Старик же только прятал в вислых усах своих некую печальную усмешку и говорил:
– Лучше усилим молитвы к Пресвятой Деве Марии…
Это кратко и горестно вспомнилось пану Цурковскому, когда он шагал через поле, которое таки осталось за ними и без участия отца в судовых рочках того давнего года, когда на престол Речи Посполитой только-только взошел король Стефан Баторий, сменив недолгого короля Генрика, любимого сына Екатерины Медичи, убежавшего из Речи Посполитой в гонитве за французским престолом. Шел пан Цурковский к темнеющей полосе королевских угодий за заблудшей собакой, носящей столь сокровенное имя.
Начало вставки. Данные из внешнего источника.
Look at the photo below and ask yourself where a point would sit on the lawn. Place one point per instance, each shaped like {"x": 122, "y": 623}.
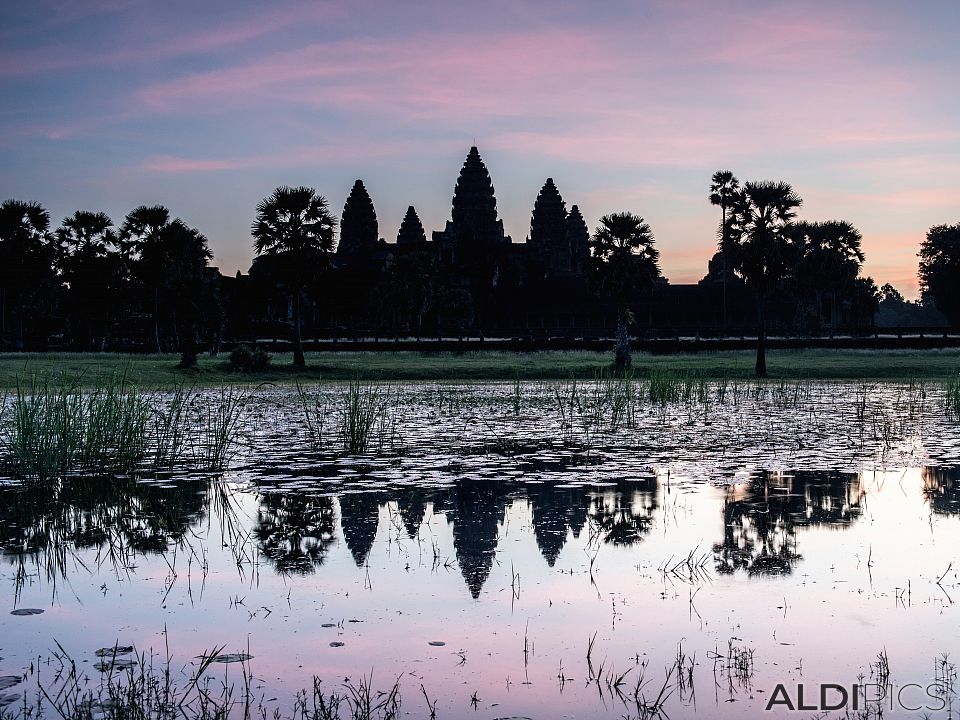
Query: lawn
{"x": 160, "y": 370}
Но не это в воспоминании было главным, ибо принадлежало событийной истории, а то, чего не уложить в ряд обычный и общий, ибо никогда и ни у кого, как казалось пану Цурковскому, такого не было, ибо сопряжение с возвышенным чувством, зрительным образом и ароматом старых шляхетских времен создало то, чего у него никому не отнять, – но, Боже мой, как странно, что так долго он не вспоминал этого сокровенного и прадавнего, – как сладко, трепетно, скользко звучал и струился шелк ее темно-фиолетового платья и как плескалось, покачивалось в его страстной горсти ее живое девичье тепло…
Нет, подумал пан Григор. Не нужно об этом. Это страшно, невыносимо и больно. Мне потребовалась целая жизнь, чтобы забыть…
И шагал по снежному полю решительными и злыми шагами – к рыжей статной борзой, сжимая в хрустящем неистовом кулаке свой нагай и уже предвкушая, как будет безжалостно сечь эту сучку Кристину за ослушание, за промедление, за потерю добычи, за все, что случилось когда-то давно, и за имя ее… Да, и за имя.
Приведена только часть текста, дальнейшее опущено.